Slashdot Mirror


Cracking the Google Code... Under the GoogleScope

jglazer75 writes "From the analysis of the code behind Google's patents: "Google's sweeping changes confirm the search giant has launched a full out assault against artificial link inflation & declared war against search engine spam in a continuing effort to provide the best search service in the world... and if you thought you cracked the Google Code and had Google all figured out ... guess again. ... In addition to evaluating and scoring web page content, the ranking of web pages are admittedly still influenced by the frequency of page or site updates.
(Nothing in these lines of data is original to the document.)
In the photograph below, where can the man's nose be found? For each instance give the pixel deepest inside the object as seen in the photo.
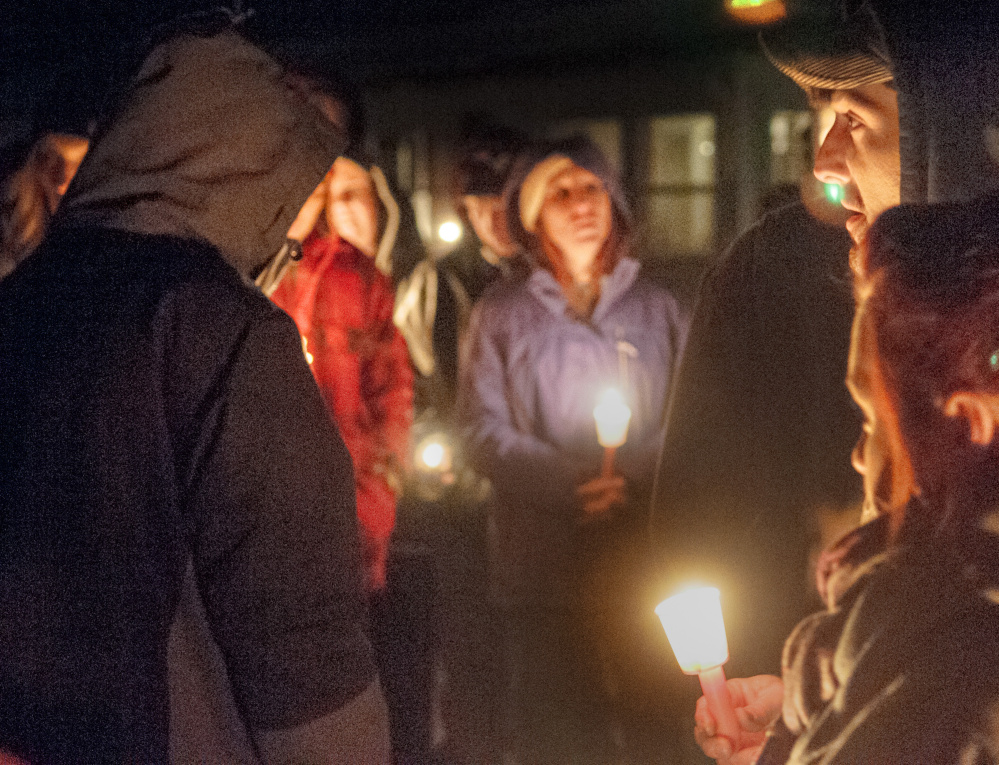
(857, 455)
(830, 160)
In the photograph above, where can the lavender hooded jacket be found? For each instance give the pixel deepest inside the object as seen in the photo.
(530, 378)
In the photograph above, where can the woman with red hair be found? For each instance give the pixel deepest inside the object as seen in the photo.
(901, 666)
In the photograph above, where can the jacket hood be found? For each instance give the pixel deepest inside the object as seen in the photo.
(212, 142)
(583, 152)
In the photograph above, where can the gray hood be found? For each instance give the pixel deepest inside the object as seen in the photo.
(210, 142)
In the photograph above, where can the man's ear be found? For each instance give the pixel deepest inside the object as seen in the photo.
(981, 410)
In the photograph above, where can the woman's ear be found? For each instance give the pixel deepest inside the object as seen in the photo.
(981, 410)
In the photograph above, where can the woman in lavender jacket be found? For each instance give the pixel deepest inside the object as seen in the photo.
(538, 353)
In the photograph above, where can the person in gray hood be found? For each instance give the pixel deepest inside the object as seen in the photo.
(539, 351)
(157, 417)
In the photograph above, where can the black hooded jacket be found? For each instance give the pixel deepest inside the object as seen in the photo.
(155, 409)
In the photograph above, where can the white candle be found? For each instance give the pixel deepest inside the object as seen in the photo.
(612, 416)
(696, 630)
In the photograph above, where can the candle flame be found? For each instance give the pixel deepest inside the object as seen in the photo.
(695, 628)
(612, 416)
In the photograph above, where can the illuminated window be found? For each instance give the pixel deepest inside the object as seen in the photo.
(679, 215)
(790, 146)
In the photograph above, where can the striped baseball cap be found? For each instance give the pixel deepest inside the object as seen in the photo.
(835, 52)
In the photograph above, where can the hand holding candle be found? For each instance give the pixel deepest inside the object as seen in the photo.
(612, 416)
(696, 631)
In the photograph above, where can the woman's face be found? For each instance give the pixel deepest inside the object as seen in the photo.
(880, 455)
(576, 216)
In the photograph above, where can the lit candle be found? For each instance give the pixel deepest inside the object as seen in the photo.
(696, 631)
(612, 416)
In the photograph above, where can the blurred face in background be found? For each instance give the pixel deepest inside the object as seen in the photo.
(487, 214)
(352, 206)
(861, 153)
(575, 220)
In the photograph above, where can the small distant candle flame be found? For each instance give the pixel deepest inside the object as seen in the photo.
(433, 455)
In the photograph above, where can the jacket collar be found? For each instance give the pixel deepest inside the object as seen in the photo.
(546, 289)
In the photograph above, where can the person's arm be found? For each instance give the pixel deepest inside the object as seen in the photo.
(516, 461)
(275, 549)
(387, 379)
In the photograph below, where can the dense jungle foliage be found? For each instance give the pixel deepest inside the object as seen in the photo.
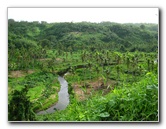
(112, 70)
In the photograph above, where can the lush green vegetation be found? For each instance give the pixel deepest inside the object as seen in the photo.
(112, 73)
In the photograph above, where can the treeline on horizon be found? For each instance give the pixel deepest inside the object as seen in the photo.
(69, 36)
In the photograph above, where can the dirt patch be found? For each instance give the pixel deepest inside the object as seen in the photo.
(20, 73)
(84, 90)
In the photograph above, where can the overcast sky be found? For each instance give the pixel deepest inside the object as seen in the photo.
(119, 15)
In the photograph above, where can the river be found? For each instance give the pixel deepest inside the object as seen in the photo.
(63, 100)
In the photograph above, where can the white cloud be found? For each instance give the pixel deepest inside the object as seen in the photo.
(120, 15)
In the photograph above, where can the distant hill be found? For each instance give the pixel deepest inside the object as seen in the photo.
(76, 36)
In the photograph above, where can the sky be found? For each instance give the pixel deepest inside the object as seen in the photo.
(119, 15)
What's new and interesting is what Google takes into account in determining the freshness of a web page.""

11 of 335 comments (clear)

  1. On the minds of all slashdotters, by uberjoe · · Score: 5, Funny

    So will this make it easier or harder to find porn?

    --

    The days of the digital watch are numbered.

    1. Re:On the minds of all slashdotters, by uberjoe · · Score: 5, Funny

      Yes, there is a shortage of *quality* porn on the web. When are these people going to learn that pigtails don't necessarily make you look young.

      --

      The days of the digital watch are numbered.

  2. Google what is best in life by kensai · · Score: 5, Funny

    To crush artificial link inflation and hear the lamintations of search engine spam

  3. in case of slashdotting, article text by Anonymous Coward · · Score: 5, Informative

    Cracking the Google Code... Under the GoogleScope
    Google's US Patent confirms information retrieval is based on historical data.

    Publication Date: 5/8/2005 9:51:18 PM

    Author Name: Lawrence Deon

    An Introduction: ...if you thought you cracked the Google Code and had Google all figured out ... guess again.

    Google's sweeping changes confirm the search giant has launched a full out assault against artificial link inflation & declared war against search engine spam in a continuing effort to provide the best search service in the world... and if you thought you cracked the Google Code and had Google all figured out ... guess again.

    Google has raised the bar against search engine spam and artificial link inflation to unrivaled heights with the filing of a United States Patent Application 20050071741 on March 31, 2005.

    The filing unquestionable provides SEO's with valuable insight into Google's tightly guarded search intelligence and confirms that Google's information retrieval is based on historical data.

    What exactly do these changes mean to you?
    Your credibility and reputation on-line are going under the Googlescope! Google has defined their patent abstract as follows:

    "A system identifies a document and obtains one or more types of history data associated with the document. The system may generate a score for the document based, at least in part, on the one or more types of history data."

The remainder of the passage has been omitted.